Mansfield has only been at RDF USA for about four weeks, but has worked at RDF in London for about seven years and is a significant shareholder. Besides being the U.S. CEO, he’s group director of factual entertainment and comedy, overseeing most of the production out of the UK. He sees vast untapped potential for RDF in the U.S.
“Natalka Znak is a key part of our strategy going forward,” says Mansfield. “She’s going to join as chief creative officer. She’s the star producer of non-scripted programming in the UK at the moment. She’s created and produced three of the biggest hits in the UK and a lot more besides. She’s also made those shows for the U.S. market. She’s made I’m a Celebrity and Hell’s Kitchen over here.” Znak, who Mansfield hired four months ago, will serve as the creative head of the company when she arrives in May.
“We’re very keen to get back to the core of our business, devising and producing hit television shows,” says Mansfield. Earlier this year RDF let go of its digital (Internet) division and talent management operations in order to focus on creating TV shows. The Price of Beauty with Jessica Simpson premieres tonight. And Wife Swap returns to ABC for its 11th season on April 2nd. The Secret Millionaire, which started on the Fox network, will return as a mid-season replacement on ABC.

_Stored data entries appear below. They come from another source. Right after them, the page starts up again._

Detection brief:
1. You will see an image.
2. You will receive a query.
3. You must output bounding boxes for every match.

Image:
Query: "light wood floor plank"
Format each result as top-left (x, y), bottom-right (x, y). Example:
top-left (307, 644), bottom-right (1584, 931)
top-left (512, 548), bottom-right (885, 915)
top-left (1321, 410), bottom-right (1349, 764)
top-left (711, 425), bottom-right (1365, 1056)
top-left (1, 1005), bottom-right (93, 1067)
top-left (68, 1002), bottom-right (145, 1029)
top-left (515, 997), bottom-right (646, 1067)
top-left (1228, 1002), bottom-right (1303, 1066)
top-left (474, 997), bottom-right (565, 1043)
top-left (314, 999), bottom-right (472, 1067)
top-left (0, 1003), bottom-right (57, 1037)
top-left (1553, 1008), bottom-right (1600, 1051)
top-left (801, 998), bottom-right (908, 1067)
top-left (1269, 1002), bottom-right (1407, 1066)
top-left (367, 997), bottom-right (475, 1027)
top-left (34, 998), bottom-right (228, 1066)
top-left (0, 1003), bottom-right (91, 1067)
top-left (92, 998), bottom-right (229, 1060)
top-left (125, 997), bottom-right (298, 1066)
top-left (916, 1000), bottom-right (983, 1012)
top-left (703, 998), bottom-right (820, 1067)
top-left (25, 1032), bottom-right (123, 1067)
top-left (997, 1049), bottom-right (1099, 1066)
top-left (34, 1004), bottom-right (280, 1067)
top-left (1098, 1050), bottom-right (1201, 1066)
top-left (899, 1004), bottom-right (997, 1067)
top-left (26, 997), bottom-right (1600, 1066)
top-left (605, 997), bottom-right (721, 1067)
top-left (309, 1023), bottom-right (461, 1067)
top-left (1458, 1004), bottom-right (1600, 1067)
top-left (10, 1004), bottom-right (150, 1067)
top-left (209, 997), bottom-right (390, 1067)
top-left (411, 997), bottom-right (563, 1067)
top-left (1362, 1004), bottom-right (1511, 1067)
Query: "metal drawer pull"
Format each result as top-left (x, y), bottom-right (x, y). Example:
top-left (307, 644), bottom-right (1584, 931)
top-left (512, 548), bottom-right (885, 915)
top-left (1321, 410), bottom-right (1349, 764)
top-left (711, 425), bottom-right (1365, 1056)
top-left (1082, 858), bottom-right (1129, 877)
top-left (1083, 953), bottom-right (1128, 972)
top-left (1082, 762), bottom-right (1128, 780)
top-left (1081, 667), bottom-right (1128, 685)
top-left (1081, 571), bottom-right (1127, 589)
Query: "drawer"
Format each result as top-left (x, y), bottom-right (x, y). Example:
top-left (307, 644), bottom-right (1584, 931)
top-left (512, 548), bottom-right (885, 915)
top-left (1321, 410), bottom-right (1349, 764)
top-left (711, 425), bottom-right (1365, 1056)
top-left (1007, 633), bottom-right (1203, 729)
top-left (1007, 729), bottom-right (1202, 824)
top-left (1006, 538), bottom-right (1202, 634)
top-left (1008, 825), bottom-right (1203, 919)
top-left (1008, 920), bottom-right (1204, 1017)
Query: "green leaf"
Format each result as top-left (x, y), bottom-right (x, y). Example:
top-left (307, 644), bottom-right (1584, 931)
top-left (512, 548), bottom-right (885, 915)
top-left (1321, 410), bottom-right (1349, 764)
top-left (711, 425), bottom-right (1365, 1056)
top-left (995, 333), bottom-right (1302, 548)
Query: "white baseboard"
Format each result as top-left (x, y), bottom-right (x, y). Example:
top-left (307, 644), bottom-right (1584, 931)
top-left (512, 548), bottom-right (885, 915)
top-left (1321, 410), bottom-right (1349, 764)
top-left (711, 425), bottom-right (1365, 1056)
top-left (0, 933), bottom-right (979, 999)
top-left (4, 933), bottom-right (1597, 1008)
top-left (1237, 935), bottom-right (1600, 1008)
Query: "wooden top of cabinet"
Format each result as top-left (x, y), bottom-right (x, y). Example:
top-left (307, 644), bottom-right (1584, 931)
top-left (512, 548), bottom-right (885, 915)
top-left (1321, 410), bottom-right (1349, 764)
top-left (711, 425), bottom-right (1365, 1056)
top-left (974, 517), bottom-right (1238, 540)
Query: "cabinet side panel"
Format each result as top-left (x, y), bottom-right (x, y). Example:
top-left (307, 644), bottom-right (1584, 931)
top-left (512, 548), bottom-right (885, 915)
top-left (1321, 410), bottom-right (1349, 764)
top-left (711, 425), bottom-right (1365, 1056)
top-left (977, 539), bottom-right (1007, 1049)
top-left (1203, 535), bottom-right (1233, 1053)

RDF has grown very rapidly. In the UK, RDF is known as a super-indie, one of the five biggest TV producers. “When I arrived seven years ago we had 70 people working at the company,” says Mansfield. “It’s near 800 now. It’s exciting to be part of a company that grows very rapidly.” Key to the company’s financial success was a change in British TV regulation.
“We lobbied the government and persuaded them that if they wanted a creative industry to flourish, we had to be able to own the content we created for the broadcasters,” says Mansfield. “In the UK there was a piece of legislation that independent producers got to own the content they were creating for broadcasters. It transformed a lifestyle business to a proper business.”
That change came about six years ago and RDF started making real money, both from content creation and from content distribution of their own and other companies’ shows. Other UK producers were making money, too. Then came a lot of consolidation of UK production companies, and RDF emerged as a super-indie.
Mansfield attributes the company’s success to putting a lot of time and money into development. “You have to be courageous enough to put a lot time and effort into development, which by and large isn’t financed. That’s your risk capital. In the UK we have a reputation for producing very clever as well as very successful formats.”
The RDF/Zodiak deal is expected to be complete within a couple months. After being dominated by independents in the ’80s, the trend for many years in the U.S. TV market has been toward network-owned shows. Having a U.S. super-indie may signal a resurgence of U.S. independent TV production companies and greater creativity, as it has in the UK.